JonathanFranzen2018(c)Shelby Graham.jpg
Photo credit2018(c)
Shelby Graham
Jonathan Franzen is the author of four of the most highly acclaimed novels of recent decades— The Corrections (2001), Freedom (2010), Purity (2015), and Crossroads (2021)— and is one of the most visible and intensely debated writers in the United States. Born in Chicago in 1959, Franzen burst on the literary scene in 1988 with his first novel, The Twenty-Seventh City. Eight years later, following the publication of his second novel, Strong Motion (1992), came his famous “Harper’s essay” (“Why Bother”), in which he tackled the problem of writing novels in an age of visual entertainment and mass distraction. Since then, he has published five volumes of nonfiction, including a memoir (The Discomfort Zone [2006]), a memoir/polemic in the form of annotations to his translations of the Viennese satirist Karl Kraus (The Kraus Project [2013]), and the essay collections How to Be Alone (2002), Farther Away (2012), and, most recently, The End of the End of the Earth (2018). He has also published translations, from the German, of Frank Wedekind’s Spring Awakening and Thomas Brussig’s The Short End of the Sonnenallee. His essays and journalism have frequently appeared in The New Yorker, The Guardian, National Geographic, and other publications.

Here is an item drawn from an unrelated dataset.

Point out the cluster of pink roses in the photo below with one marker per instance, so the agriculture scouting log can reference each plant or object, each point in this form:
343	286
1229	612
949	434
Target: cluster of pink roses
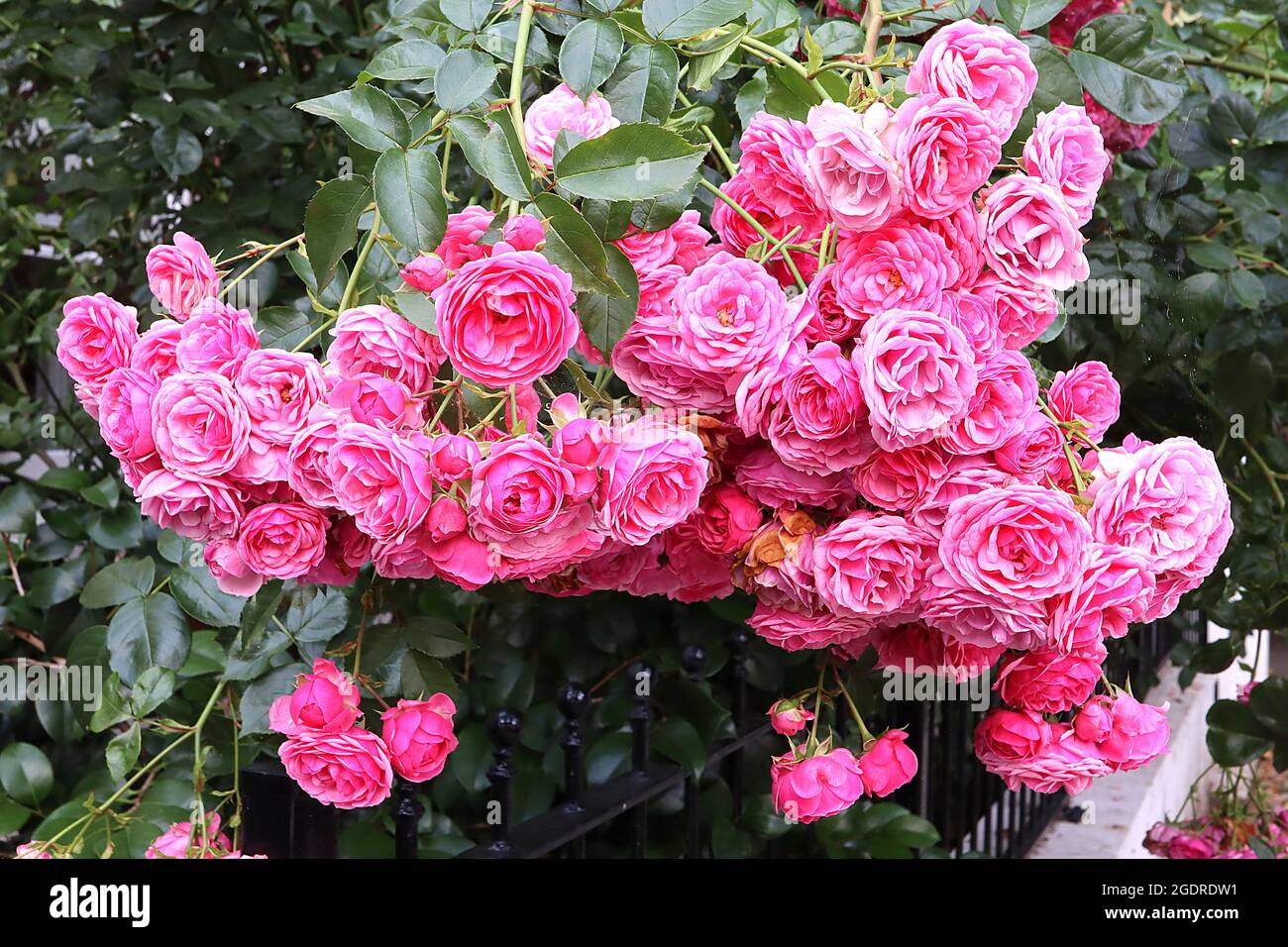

Franzen’s work has been published in forty languages and was featured on the cover of Time magazine in 2010. His television appearances include Today, The Colbert Show, and (as himself) The Simpsons. Among his honors are the Whiting Writers Award, a Guggenheim Fellowship, the National Book Award, the James Tait Black Memorial Award, the Heartland Prize, Die Welt Literature Prize, the Budapest Grand Prize, the Thomas Mann Prize, and the first Carlos Fuentes Medal awarded at the Guadalajara International Book Fair. Franzen is a member of the American Academy of Arts and Letters, the American Academy of Arts and Sciences, the German Akademie der Künste, and the French Ordre des Arts et des Lettres. An ardent bird-watcher, he has served on the board of the American Bird Conservancy since 2008, and has received the EuroNatur Award for his work in bird conservation. He lives in Santa Cruz, California.